Afro-Pakistani Sheedi Culture
 ImageAP Photo/Fareed Khan

Every year Sheedis gather at the shrine of the Sufi saint Mangho Haji Syed Sakhi Sultan at Manghopir, a suburb of Karachi, for their most important religious festival. Yaqub Qambrani, a former president of the All Sindh Al Habash Jama’at, a Sheedi organization, stresses, “It was difficult for the community to hold on to its traditions and culture due to slavery and the wadera shahi (feudalism) that was en vogue. We weren’t the only ones that were oppressed. Countless people were oppressed. But because of our physical appearance we were the ones that stuck out. That’s why we were particularly picked on. It is largely the same today, but it is less obvious.”

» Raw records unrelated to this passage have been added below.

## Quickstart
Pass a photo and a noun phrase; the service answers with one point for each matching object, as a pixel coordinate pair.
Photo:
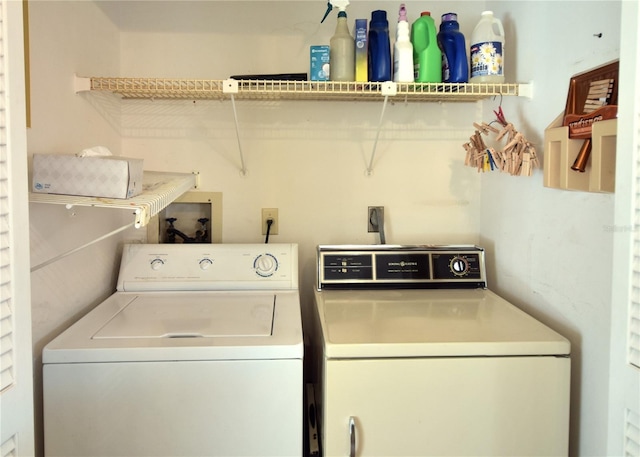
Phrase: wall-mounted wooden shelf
(560, 152)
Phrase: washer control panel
(385, 266)
(208, 267)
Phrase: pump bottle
(403, 50)
(342, 62)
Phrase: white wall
(306, 158)
(548, 250)
(552, 249)
(67, 38)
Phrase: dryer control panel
(387, 266)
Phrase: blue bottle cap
(449, 17)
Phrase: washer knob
(459, 266)
(156, 264)
(265, 265)
(205, 263)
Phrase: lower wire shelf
(159, 190)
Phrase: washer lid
(184, 326)
(184, 316)
(430, 323)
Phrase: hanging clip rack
(518, 157)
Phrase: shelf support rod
(79, 248)
(388, 88)
(230, 86)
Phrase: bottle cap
(447, 17)
(379, 16)
(402, 14)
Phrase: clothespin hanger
(499, 113)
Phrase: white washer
(415, 357)
(198, 353)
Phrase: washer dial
(265, 265)
(205, 263)
(156, 264)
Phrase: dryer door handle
(352, 436)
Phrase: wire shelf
(159, 190)
(198, 89)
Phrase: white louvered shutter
(16, 374)
(624, 388)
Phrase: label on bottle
(446, 70)
(486, 59)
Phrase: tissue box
(111, 177)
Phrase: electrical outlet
(270, 213)
(374, 214)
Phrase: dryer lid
(192, 316)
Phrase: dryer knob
(459, 266)
(156, 264)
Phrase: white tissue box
(110, 177)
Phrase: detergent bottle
(455, 67)
(379, 47)
(342, 61)
(427, 58)
(487, 50)
(403, 50)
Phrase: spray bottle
(403, 50)
(342, 63)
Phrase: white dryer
(199, 352)
(416, 357)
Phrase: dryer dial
(459, 266)
(265, 265)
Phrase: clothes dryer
(415, 356)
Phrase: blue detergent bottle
(379, 47)
(455, 66)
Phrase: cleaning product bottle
(487, 50)
(403, 50)
(342, 63)
(427, 58)
(455, 67)
(379, 47)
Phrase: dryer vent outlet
(375, 218)
(270, 214)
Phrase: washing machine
(199, 352)
(415, 356)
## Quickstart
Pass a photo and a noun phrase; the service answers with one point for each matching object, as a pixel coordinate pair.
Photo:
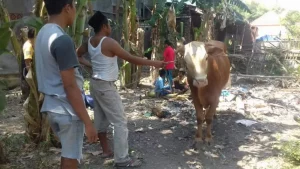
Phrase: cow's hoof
(215, 116)
(208, 141)
(198, 140)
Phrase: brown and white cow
(208, 70)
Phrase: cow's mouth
(200, 82)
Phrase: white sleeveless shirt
(104, 67)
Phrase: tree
(292, 23)
(225, 9)
(3, 158)
(130, 73)
(257, 10)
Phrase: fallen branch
(276, 105)
(261, 76)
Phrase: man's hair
(31, 33)
(167, 42)
(97, 21)
(162, 72)
(54, 7)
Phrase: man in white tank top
(108, 106)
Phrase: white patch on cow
(194, 56)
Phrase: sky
(286, 4)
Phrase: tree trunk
(155, 43)
(126, 68)
(140, 47)
(80, 19)
(206, 26)
(3, 158)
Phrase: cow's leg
(209, 115)
(199, 113)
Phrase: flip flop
(111, 155)
(133, 163)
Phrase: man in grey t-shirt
(60, 81)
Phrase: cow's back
(217, 75)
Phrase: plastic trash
(245, 122)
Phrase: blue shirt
(159, 85)
(55, 52)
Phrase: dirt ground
(167, 143)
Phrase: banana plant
(37, 129)
(211, 8)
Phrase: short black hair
(162, 72)
(167, 42)
(31, 33)
(183, 72)
(97, 21)
(54, 7)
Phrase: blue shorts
(70, 133)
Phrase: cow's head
(196, 62)
(213, 47)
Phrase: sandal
(111, 155)
(129, 164)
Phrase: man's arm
(28, 63)
(28, 53)
(83, 49)
(64, 53)
(117, 50)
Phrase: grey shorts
(108, 106)
(70, 133)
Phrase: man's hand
(158, 64)
(91, 133)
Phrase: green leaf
(2, 101)
(3, 85)
(33, 21)
(5, 35)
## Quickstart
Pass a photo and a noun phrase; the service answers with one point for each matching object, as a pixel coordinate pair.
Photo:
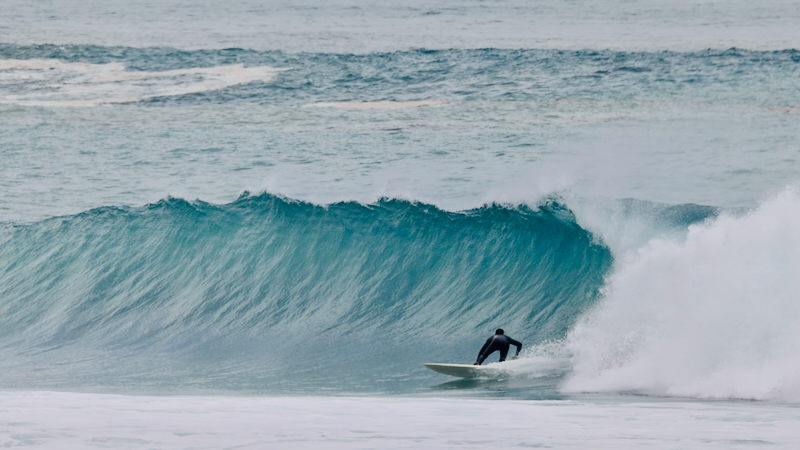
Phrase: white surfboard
(463, 370)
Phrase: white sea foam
(716, 315)
(50, 82)
(59, 420)
(385, 104)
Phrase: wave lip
(716, 316)
(272, 282)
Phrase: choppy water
(305, 199)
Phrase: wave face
(277, 293)
(714, 315)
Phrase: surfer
(497, 342)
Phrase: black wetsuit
(497, 342)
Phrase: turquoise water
(320, 198)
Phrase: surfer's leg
(503, 354)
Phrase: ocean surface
(249, 224)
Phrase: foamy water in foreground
(248, 225)
(57, 420)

Afro-Pakistani Sheedi Boy in Sindh
ImagePhotographer: © Masood Ahmed, Karachi, Pakistan

The Sheedi community is predominantly poor and has a small educated class, mostly in the interior of Sindh. "We have just awoken," says one community organizer; "I feel things will get better for the next generation."

The black race has proven to be the one that could be found in every part of the world and seems to always find a way of adapting to it. So from now when you watch a media images of dark skinned colored Arabs from the Middle East or Asia know that they also trace their ancestry to the African continent.